I love the recipe! As a time saver, I use Goya Discos (premade empanada dough in the frozen section) instead of making the dough myself and it cuts the time tremendously (about 40 minutes start to finish). I grew up on Jamaican beef patties so the short cut allows me to have it whenever I get a craving. When I use the premade dough I egg wash the tops to make them shine. I can even get my fiance to help assemble the patties. To keep the patties HOT keep the habanero seeds in; less hot but still with spice take out the seeds, and omit the habanero if you have a person who just can't take the heat.
This is an awesome recipe. I've made it three times now. Be warned it can be very labor intensive, but it's really worth it. The first time, I think it took me about 3-4 hours. The last time I got down to 2 hours. The changes I made: 1. The meat needed alot more salt than the recipe calls for, so I added to taste. 2. I increased the habanero for extra spicyness. 3. I added 4 or 5 cloves of garlic to the meat. 4. I eliminated the thyme, due to personal taste preference. The texture of the dough was wonderful and perfectly complimented the filling. I would suggest splitting the dough into equal parts of 7-8 dough balls. It's very easy to get the exact dough necessary that way, basically this gets you restaurant-sized patties. I made the mistake of filling the patties up too much, I would say use about 1/4 cup of filling. My family are huge fans of jamaican foods and they gobbled these right up!
I love patties and have tried a few different recipes so I thought I would try one more. My search continues for the perfect authentic pattie! The dough was easy to make, I used 1/2 cup of shortening and 1/2 cup of butter instead of 1cup of shortening.
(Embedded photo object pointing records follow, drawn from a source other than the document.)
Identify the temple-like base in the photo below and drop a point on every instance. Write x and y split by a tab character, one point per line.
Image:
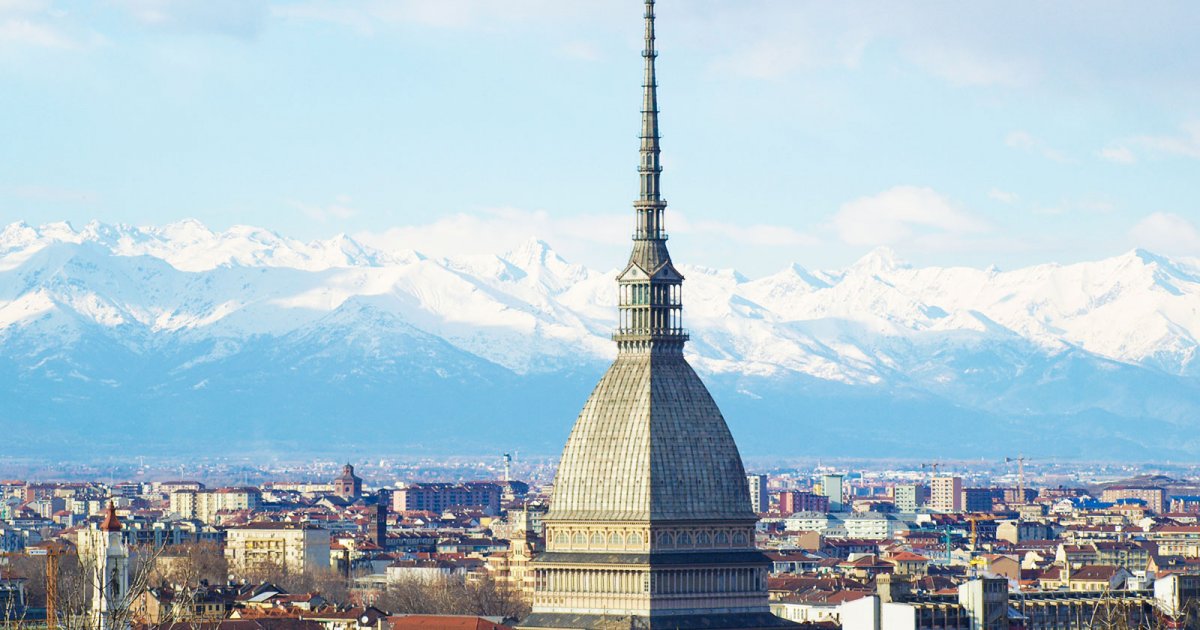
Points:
748	621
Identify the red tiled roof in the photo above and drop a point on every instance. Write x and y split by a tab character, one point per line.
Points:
443	622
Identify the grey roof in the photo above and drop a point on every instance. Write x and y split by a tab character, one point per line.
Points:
651	444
The crust turned out flaky and delicious but I will omit the butter next time as it ws a little too buttery tasting. The filling was tasty but I definitely like a bit more kick to mine. Something is missing but I cannot figure out what. Perhaps a bit of curry in the meat and a few cloves of garlic. I will try it next time. Overall, a good recipe but you may want to tinker around with the filling depending on the intenisty of heat you desire.
That was good patties but not quite the real deal, ussally only safran is use to make the dough yellow ,and the filling is missing some gloves,garlic,cayenne but thats just ,every house have there own recipe
This is almost exactly the recipe in Caribbean cooking - they add a tsp of curry to the meat too and I loved it.
Terrific patties, easy to make
These are really good. I made these last night with some rice and peas and we enjoyed out meal very much. The dough wasn't real flakey as I had hoped but it had good flavor with the curry. Thank you for sharing, I will make again as the dough could have been my fault and we did like them.
The first time that I made this recipe I cut the measurements by half. It turned out pretty well; the filling was a little bland, but the pastry was flaky... just the way I like it. Overall, I really enjoyed it. On my second attempt, I made everything according to the above directions. The pastry did not at all turn out the way that I'd expected. It seems that the dough calls for way too much butter. My cuisinart food processor with dough hook wouldn't even process it and mine is the largest capacity on the market. If I make this recipe again, I would definetely cut the butter tby half; maybe even less than that. Unfortunately, the dough was dense and flavorless the second time around.
I made the filling as written except used jalapeno for the habanero, but the dough I only had 1 T curry. Very easy to make and the dough is great to work with after the rest time. Served with Jamaican Jerk Potato Salad.
This was the first homemade beef patty I had ever tried making and eating and it was pretty good. I used turkey meat and it was perfect! I had never eaten curry before and I have to say this was too strong of a curry taste for me. I am still trying to aquire a taste for it, half way through eating it the curry got to me and I had to take a break. I am also used to eating a more crispy flaky dough, but I think next time i make this i would use way less curry. I liked that the dough was very easy to handle. It was also very filling which is good.
Very authentic! 'Dis is da real ting man. Thanks for posting.